Just like that, we went from a table managed by polite and measured conversation to a family talking about life. And about lives. And the impact that alcoholism has had on them.

My great uncle spoke of his pain in watching his son struggle. In response, he established Alcoholics Anonymous meetings at his country church. Even though his son lives thousands of miles away, it was his way of acknowledging the disease by smoothing the road for alcoholics in his community. My mom’s cousins shook their heads knowingly while sharing about their younger brother’s battle with alcoholism and its cost to his family and theirs.

While the words he is an alcoholic flow more easily now, I instantly questioned my wisdom of saying them in this setting. They are still more easily spoken to strangers. Reminded of the anguish these very words caused my grandma, how would her brother react? Would her daughter – my mother – be disappointed in me for sharing so casually at a long overdue lunch with family? Was the expected answer he’s good the best answer?

No. The best answer is the one that invites more questions. The answer that takes courage to give because of the risk it holds. Risk balanced, I found, by its reward in getting to know others, even family we’ve known a lifetime, just a little bit better. Revealing ties that bind ever more tightly.

Lucky Man

I have long considered Swenny the luckiest alcoholic. His health is intact, and so is his family. In October, when he lost his job, two better jobs were presented to him the very next day. Where I once searched hardship for the lessons to inspire his sobriety, I no longer believe they will be found by paying a price. Instead, I believe they can be found in the grace and gifts that are continually bestowed. Including recently the opportunity to share dinner with old friends.

After not seeing or even speaking with each other for eight years, Swenny was contacted by an old friend – a fraternity brother and groomsman – planning to be in town. A dinner invitation was immediately extended, instantly accepted, and then made to another friend and member of our wedding party who recently moved back to town after more than a decade away.

Handshakes were met with hugs, and the friends picked up where they left off, as if no years or miles existed between them. Catching up made way for reminiscing, and storytelling commenced. At that moment, there was more around our table than three old friends sharing a meal and good company. Joy was there, too. In the tears the men shed as they laughed until they cried, and in the stories they told, again and again, to extend the evening a little longer. And a little longer still.

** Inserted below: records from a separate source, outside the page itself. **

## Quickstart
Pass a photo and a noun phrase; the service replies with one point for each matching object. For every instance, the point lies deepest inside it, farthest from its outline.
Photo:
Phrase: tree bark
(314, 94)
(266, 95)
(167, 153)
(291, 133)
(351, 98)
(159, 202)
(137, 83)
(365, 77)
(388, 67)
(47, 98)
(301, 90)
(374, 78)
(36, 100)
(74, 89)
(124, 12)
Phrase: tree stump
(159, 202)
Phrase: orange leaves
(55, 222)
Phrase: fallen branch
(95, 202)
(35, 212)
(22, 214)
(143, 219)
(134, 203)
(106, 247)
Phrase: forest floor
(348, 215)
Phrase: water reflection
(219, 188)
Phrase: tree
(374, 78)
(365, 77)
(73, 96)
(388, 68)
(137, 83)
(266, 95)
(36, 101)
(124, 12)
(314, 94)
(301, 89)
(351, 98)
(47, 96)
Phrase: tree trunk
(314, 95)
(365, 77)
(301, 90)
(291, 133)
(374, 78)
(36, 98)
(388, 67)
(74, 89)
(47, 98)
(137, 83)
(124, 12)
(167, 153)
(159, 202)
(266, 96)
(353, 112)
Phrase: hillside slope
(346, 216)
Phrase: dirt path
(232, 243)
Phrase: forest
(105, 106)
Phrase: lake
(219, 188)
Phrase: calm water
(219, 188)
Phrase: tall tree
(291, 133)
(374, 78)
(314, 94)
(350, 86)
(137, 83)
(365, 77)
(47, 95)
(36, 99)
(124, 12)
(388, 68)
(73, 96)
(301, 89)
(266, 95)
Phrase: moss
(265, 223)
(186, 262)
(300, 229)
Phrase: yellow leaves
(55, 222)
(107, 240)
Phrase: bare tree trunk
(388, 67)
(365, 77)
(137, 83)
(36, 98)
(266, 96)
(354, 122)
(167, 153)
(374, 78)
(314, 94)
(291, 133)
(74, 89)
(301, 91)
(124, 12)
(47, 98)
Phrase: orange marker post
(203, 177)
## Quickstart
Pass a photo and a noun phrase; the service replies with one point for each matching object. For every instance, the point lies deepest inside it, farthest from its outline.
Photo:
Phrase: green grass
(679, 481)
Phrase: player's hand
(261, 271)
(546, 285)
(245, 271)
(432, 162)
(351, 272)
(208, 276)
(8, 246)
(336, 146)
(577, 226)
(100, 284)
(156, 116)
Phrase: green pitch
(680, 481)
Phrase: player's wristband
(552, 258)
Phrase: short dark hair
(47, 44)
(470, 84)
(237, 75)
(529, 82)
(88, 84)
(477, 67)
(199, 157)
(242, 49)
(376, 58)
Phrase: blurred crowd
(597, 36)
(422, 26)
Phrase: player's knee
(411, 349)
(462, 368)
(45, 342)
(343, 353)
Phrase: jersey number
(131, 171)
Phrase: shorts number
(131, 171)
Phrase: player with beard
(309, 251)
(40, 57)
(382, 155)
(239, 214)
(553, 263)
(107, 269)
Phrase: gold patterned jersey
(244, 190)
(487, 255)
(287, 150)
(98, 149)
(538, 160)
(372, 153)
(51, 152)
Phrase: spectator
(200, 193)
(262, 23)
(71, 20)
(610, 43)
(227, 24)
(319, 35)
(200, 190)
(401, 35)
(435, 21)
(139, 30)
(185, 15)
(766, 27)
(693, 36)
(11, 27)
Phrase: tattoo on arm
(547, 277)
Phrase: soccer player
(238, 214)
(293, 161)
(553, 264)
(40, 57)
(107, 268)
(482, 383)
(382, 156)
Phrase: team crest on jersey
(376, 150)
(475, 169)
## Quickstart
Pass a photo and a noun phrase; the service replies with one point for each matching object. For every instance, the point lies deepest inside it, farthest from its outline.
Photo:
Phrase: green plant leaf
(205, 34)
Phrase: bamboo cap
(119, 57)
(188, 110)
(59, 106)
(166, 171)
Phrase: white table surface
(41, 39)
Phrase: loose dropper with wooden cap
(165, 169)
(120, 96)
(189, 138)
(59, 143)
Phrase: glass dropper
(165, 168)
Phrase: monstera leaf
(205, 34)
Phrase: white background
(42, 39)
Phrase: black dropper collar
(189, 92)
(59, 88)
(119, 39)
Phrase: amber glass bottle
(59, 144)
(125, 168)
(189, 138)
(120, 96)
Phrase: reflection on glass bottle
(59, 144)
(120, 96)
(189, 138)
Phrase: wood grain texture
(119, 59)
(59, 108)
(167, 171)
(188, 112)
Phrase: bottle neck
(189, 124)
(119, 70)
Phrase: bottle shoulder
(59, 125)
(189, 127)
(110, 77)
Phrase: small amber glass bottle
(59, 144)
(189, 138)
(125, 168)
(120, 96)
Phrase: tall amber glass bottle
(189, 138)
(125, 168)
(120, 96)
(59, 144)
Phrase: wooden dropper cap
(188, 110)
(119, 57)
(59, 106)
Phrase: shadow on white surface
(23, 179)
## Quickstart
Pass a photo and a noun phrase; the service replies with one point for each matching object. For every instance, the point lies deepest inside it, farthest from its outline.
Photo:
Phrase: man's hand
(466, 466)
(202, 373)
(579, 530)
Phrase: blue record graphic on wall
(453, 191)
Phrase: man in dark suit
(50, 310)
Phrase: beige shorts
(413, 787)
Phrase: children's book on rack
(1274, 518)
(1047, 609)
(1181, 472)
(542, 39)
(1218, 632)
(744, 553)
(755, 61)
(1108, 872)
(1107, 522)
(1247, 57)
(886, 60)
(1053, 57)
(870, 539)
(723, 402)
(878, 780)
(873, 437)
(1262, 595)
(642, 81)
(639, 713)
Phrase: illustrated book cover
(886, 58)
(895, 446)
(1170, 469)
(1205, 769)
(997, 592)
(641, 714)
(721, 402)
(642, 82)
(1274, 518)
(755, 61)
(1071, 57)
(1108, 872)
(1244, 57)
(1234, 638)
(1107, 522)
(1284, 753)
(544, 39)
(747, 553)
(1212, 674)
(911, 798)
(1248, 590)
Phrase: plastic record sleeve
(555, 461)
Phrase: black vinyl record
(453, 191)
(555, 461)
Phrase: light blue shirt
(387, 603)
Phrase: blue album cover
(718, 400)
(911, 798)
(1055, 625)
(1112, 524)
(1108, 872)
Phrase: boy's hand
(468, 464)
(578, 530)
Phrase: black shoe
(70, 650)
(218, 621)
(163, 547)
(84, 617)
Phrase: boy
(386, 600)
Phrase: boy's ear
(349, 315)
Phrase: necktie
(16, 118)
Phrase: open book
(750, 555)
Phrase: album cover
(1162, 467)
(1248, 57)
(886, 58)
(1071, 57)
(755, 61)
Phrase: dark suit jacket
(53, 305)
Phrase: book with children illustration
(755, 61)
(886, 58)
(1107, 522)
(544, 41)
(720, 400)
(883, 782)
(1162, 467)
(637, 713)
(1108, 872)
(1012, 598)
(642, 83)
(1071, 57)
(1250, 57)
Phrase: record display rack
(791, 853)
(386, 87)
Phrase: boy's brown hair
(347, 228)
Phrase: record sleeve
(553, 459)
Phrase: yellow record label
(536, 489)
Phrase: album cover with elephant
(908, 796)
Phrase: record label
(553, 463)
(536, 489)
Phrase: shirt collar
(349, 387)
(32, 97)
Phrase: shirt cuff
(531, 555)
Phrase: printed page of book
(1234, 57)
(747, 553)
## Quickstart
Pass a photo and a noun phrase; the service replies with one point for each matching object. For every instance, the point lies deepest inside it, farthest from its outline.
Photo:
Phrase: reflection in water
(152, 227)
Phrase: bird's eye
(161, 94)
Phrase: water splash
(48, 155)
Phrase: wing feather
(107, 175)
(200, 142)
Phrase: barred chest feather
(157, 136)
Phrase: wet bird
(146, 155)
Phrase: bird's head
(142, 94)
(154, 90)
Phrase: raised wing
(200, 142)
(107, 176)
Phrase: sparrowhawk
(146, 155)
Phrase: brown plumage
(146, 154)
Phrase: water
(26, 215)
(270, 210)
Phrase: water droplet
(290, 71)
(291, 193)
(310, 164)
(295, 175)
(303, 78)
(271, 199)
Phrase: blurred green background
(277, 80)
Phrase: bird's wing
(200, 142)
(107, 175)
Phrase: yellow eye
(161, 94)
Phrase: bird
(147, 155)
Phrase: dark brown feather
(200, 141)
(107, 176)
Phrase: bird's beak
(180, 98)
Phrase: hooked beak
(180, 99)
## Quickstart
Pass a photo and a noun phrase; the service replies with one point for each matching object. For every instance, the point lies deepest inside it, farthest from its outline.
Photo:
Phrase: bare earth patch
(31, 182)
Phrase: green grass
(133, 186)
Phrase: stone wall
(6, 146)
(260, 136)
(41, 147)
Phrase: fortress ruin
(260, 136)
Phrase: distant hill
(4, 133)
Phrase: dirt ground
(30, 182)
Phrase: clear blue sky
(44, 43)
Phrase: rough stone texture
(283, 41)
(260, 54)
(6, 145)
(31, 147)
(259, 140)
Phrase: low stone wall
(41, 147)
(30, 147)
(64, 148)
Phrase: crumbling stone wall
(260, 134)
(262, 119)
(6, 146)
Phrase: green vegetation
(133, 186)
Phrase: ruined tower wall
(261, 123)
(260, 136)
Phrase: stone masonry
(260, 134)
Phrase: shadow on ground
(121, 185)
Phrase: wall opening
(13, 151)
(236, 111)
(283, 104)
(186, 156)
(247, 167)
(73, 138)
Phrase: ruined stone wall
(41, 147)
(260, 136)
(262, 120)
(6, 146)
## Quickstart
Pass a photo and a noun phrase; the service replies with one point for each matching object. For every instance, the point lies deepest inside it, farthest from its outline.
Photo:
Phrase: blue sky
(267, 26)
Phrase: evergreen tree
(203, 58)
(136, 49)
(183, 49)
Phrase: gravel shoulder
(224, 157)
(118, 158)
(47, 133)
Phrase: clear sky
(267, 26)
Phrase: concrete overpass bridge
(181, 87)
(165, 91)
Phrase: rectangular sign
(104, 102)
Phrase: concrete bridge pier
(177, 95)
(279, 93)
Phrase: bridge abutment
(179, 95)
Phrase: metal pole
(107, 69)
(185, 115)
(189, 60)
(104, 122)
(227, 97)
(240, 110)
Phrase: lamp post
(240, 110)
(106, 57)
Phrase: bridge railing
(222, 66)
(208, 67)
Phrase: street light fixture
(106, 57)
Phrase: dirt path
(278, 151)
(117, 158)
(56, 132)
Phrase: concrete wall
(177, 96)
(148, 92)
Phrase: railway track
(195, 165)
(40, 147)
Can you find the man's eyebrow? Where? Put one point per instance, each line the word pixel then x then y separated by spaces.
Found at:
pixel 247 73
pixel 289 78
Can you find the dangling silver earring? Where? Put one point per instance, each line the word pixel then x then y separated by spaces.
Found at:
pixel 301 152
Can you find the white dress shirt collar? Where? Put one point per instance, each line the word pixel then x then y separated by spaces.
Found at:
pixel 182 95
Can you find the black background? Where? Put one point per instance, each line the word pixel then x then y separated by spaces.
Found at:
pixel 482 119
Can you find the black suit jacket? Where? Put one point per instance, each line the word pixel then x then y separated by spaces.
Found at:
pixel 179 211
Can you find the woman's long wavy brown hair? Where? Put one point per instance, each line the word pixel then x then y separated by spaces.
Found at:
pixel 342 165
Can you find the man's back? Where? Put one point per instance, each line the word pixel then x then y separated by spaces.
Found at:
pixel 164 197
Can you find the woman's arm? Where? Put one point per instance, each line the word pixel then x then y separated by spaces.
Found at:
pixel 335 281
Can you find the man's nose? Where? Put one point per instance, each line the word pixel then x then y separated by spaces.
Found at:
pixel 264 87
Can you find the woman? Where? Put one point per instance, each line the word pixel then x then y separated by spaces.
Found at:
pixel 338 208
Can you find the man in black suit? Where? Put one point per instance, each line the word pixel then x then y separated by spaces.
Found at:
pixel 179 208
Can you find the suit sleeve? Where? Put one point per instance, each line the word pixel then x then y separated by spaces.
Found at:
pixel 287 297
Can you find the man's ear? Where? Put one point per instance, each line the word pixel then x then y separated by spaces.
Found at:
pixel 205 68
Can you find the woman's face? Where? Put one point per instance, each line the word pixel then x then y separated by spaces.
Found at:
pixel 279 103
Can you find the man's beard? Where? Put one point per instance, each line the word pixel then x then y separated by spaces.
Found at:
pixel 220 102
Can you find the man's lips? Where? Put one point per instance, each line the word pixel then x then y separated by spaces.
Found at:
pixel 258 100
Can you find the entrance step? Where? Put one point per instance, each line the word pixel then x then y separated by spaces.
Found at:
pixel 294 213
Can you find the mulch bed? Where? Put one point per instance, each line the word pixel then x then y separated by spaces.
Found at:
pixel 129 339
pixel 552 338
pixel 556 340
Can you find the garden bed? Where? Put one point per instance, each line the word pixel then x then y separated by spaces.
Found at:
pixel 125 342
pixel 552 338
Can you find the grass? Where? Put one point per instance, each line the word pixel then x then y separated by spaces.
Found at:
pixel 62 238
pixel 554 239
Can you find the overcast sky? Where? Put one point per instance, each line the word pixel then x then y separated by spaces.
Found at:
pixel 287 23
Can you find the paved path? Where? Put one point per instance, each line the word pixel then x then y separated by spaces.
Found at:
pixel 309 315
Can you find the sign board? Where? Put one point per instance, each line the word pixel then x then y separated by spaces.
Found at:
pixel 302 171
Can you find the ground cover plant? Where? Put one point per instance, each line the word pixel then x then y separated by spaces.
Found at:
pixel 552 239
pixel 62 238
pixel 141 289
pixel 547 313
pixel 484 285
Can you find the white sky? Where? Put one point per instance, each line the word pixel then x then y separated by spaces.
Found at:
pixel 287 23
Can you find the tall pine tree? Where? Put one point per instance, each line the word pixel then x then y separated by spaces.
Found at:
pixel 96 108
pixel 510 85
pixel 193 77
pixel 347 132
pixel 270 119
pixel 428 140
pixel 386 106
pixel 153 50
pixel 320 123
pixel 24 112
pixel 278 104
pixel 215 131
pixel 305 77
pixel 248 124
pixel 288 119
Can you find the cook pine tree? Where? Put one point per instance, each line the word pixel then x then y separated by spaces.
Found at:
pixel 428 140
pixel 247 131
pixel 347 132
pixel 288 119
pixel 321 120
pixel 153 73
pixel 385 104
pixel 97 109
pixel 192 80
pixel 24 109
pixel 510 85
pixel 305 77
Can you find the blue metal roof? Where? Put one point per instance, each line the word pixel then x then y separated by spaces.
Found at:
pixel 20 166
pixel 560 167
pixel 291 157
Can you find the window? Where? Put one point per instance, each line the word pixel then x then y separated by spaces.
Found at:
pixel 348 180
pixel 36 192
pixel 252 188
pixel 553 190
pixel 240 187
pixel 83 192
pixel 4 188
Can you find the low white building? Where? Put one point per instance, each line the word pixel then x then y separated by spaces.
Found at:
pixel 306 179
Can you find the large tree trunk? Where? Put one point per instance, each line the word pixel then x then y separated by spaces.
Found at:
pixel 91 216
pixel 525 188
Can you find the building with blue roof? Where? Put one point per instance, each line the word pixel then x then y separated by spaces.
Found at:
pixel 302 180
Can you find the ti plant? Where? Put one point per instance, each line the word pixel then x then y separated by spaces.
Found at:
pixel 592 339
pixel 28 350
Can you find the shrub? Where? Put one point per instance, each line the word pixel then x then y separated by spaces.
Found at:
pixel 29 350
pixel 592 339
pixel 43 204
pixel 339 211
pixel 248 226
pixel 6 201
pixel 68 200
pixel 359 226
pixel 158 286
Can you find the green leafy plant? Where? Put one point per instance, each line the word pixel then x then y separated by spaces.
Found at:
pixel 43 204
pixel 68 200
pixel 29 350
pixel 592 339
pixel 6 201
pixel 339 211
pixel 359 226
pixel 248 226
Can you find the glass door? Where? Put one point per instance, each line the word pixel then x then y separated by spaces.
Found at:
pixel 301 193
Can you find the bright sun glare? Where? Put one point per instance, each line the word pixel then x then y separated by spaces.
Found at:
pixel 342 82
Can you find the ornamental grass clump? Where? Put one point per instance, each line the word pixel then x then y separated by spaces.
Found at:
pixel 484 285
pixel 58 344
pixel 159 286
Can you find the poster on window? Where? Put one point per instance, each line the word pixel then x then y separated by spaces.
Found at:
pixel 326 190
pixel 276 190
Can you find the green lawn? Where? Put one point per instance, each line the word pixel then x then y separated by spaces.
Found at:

As the night’s close started to cast its inevitable shadow, our children began to see their dad through the eyes of his oldest friends. Listening to the stories being shared, they came to understand the role he played in some of the best days of his friends’ lives, and of theirs in his.

Before goodbyes were said, grace joined us. Just in time to introduce Swenny’s children to their dad as the friend any man would be lucky to have.


Truth Be Told

Not all questions have answers. The most honest answers, though, do follow questions. Just not necessarily those that have been asked.

Recently, I’ve been trying to confirm what I think I know to be true: Swenny has relapsed. In the absence of proof are questions. And only questions.

Is Swenny sober? Does he forget conversations because we have so many that he can’t keep track? Or is he just tired of having the same conversation again and again? Does balance elude him because he is tired? Or tipsy? Is humiliation really the reason he refuses to take a breathalyzer? Doesn’t he want to prove me wrong in my assumption that he’s relapsed? Or can’t he? What did he spend $7.47 on yesterday? How much is a pint of vodka, anyways?

Where is he hiding the bottles?

Why won’t he look at me?

What is it that I really want to know? That he’s sober? Or that he’s not?

If the truth sometimes rests most comfortably in answers to questions that remain unasked, I need to learn how to choose mine more carefully.